To reduce overuse and rebalance the capacities and demands, conservative management consists of three essential components: exercise, assistive devices, and lifestyle changes. Exercise can optimize cardiorespiratory fitness and may add to the patient’s sense of well-being.33,70 Exercise should be nonfatiguing and performed at submaximal levels to avoid overloading the limited muscle capacity. Exercise can improve muscle strength, especially when caused by disuse in muscle groups that are only moderately affected. Intensive strengthening exercises are not generally recommended, although they may occasionally be indicated. Functional training may be useful to improve the efficiency of ambulation.
Assistive devices (e.g., crutches, wheelchairs, and motorized scooters) and home adaptations (e.g., elevators and seating devices in the kitchen or shower) may be helpful. The need for these devices should be individually indicated and aim to reduce the physical strain of performing highly demanding activities of daily living.

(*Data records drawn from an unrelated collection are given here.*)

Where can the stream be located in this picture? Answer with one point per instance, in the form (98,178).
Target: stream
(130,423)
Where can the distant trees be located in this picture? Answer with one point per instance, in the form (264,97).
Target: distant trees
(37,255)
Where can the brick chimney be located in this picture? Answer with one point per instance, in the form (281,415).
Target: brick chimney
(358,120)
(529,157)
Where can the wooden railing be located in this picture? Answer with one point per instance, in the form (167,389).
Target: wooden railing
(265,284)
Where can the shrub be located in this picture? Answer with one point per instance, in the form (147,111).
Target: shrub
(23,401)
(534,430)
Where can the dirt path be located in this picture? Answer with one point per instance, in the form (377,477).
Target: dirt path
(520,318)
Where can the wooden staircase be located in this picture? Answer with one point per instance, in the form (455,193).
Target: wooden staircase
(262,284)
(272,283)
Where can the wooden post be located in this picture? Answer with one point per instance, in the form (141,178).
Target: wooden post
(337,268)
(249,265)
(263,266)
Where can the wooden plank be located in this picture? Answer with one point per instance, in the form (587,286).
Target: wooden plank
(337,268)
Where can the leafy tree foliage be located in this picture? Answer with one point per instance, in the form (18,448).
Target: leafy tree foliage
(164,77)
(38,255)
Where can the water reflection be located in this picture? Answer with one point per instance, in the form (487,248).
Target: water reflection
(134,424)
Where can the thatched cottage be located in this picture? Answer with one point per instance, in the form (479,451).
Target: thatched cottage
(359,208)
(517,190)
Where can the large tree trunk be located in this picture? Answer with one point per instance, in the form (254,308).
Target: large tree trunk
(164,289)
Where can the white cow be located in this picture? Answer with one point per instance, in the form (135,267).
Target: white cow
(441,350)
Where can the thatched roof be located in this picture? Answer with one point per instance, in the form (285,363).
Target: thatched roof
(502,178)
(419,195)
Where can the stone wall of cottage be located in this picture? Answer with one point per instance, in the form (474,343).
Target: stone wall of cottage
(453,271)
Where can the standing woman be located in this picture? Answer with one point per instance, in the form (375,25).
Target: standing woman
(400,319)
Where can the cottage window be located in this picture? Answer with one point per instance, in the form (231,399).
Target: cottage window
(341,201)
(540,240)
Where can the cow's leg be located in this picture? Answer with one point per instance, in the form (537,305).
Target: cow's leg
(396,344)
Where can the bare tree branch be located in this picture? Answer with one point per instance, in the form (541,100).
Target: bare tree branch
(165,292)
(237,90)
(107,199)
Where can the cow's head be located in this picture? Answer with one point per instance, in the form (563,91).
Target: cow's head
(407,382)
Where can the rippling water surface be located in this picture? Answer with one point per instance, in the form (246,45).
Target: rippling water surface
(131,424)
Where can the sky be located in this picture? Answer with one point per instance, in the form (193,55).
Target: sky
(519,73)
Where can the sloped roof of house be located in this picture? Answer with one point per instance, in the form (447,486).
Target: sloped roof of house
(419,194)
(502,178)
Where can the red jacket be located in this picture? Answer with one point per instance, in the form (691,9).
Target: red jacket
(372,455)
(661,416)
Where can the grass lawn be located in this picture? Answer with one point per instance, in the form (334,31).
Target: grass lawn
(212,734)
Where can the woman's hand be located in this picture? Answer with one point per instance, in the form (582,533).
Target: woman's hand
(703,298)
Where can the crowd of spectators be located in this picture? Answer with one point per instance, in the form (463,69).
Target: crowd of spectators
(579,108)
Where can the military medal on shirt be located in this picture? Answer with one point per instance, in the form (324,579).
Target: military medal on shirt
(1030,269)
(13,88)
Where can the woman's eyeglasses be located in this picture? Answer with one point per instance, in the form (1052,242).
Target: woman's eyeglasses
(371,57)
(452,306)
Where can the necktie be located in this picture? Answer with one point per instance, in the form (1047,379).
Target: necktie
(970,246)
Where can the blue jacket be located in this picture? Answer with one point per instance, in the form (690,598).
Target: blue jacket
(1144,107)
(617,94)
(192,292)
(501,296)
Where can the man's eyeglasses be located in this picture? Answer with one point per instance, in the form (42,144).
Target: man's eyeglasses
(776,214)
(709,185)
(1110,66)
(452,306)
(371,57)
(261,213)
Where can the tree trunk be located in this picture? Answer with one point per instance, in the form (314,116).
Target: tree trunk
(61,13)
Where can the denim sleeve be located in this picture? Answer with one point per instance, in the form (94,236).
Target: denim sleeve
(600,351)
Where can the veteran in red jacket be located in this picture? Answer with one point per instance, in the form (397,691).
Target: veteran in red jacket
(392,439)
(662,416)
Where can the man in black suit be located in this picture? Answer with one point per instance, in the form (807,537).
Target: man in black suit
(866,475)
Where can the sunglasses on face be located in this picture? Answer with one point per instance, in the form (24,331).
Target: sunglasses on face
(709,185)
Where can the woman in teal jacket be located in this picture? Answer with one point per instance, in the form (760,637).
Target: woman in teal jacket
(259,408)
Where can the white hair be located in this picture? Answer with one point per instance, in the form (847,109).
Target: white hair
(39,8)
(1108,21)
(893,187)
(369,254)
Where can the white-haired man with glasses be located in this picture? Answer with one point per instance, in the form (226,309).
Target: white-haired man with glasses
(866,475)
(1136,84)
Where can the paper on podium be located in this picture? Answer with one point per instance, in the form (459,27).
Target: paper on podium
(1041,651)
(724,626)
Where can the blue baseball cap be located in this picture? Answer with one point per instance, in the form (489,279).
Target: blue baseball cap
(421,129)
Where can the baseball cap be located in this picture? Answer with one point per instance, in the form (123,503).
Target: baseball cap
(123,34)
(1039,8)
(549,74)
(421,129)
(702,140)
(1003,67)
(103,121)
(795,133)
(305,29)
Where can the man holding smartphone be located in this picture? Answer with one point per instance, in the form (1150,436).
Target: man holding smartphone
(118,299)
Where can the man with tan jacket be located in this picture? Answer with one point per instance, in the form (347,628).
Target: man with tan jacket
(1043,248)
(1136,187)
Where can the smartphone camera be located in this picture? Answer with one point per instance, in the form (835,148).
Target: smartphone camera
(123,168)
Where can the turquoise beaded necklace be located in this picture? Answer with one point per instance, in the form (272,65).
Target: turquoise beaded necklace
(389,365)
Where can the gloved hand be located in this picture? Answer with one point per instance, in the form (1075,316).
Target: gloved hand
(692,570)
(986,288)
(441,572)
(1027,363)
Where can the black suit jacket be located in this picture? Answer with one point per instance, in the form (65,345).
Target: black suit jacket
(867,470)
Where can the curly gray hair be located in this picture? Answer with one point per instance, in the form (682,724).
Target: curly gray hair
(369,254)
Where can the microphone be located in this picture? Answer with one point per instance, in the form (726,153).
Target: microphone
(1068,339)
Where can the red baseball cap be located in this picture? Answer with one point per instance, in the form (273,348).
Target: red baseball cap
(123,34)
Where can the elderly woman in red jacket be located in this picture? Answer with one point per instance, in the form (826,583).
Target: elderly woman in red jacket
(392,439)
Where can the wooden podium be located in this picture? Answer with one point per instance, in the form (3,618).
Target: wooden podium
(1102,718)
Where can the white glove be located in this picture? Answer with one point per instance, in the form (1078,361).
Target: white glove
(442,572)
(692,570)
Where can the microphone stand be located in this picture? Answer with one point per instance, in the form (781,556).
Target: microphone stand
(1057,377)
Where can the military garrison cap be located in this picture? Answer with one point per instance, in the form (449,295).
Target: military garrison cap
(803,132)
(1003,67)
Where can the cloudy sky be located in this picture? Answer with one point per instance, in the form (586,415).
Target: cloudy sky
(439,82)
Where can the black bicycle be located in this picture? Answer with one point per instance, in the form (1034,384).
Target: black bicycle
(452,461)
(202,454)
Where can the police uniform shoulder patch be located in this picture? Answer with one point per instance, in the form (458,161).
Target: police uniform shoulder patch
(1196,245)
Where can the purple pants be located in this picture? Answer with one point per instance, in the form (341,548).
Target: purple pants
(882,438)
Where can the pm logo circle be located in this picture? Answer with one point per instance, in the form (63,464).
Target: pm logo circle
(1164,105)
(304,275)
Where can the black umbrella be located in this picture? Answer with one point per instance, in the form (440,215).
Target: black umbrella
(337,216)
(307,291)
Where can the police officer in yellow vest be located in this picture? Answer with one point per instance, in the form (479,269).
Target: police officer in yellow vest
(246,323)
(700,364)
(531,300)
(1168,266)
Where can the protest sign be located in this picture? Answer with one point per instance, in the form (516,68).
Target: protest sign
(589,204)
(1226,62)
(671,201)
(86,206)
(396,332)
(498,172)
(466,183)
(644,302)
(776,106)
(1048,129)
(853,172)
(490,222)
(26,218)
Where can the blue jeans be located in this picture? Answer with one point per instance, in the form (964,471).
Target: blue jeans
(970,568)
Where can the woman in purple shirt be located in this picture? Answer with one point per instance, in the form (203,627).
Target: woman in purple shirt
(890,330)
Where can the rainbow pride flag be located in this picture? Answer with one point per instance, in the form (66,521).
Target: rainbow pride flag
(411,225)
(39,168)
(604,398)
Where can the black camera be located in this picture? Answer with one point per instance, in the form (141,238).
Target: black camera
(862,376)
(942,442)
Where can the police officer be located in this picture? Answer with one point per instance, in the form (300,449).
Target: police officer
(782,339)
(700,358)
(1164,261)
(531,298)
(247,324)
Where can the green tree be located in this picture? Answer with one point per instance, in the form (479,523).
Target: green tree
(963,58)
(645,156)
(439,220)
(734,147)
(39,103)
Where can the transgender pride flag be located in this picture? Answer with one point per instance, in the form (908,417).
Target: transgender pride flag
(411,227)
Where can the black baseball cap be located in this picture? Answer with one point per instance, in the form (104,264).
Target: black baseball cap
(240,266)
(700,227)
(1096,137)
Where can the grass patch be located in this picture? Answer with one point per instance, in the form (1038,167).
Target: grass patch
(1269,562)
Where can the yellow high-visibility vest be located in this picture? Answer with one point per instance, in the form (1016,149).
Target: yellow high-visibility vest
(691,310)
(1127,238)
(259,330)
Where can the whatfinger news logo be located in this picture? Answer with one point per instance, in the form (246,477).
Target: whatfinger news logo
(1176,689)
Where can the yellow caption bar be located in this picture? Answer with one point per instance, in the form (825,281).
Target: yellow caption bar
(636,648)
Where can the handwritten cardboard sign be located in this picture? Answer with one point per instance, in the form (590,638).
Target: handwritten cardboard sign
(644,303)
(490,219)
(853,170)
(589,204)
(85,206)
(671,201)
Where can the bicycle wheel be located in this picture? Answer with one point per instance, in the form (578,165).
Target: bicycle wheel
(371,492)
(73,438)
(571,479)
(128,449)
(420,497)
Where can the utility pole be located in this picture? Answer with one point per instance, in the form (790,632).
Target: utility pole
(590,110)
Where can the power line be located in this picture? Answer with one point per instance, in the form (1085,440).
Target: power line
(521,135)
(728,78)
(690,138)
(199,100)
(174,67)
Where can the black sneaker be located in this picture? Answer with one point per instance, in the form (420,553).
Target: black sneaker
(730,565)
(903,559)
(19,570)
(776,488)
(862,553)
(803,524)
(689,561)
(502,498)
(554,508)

Pacing of activities and taking rest intervals are of paramount importance to relieve symptoms. It has been shown that upper extremity complaints often result from overuse of shoulder and arm muscles.35 Many PPS patients have successfully learned to deny their symptoms from childhood on in order to achieve a normal life.40 Therefore, PPS patients may have great difficulty adapting their lifestyle to their decreasing abilities, and psychological support may be necessary.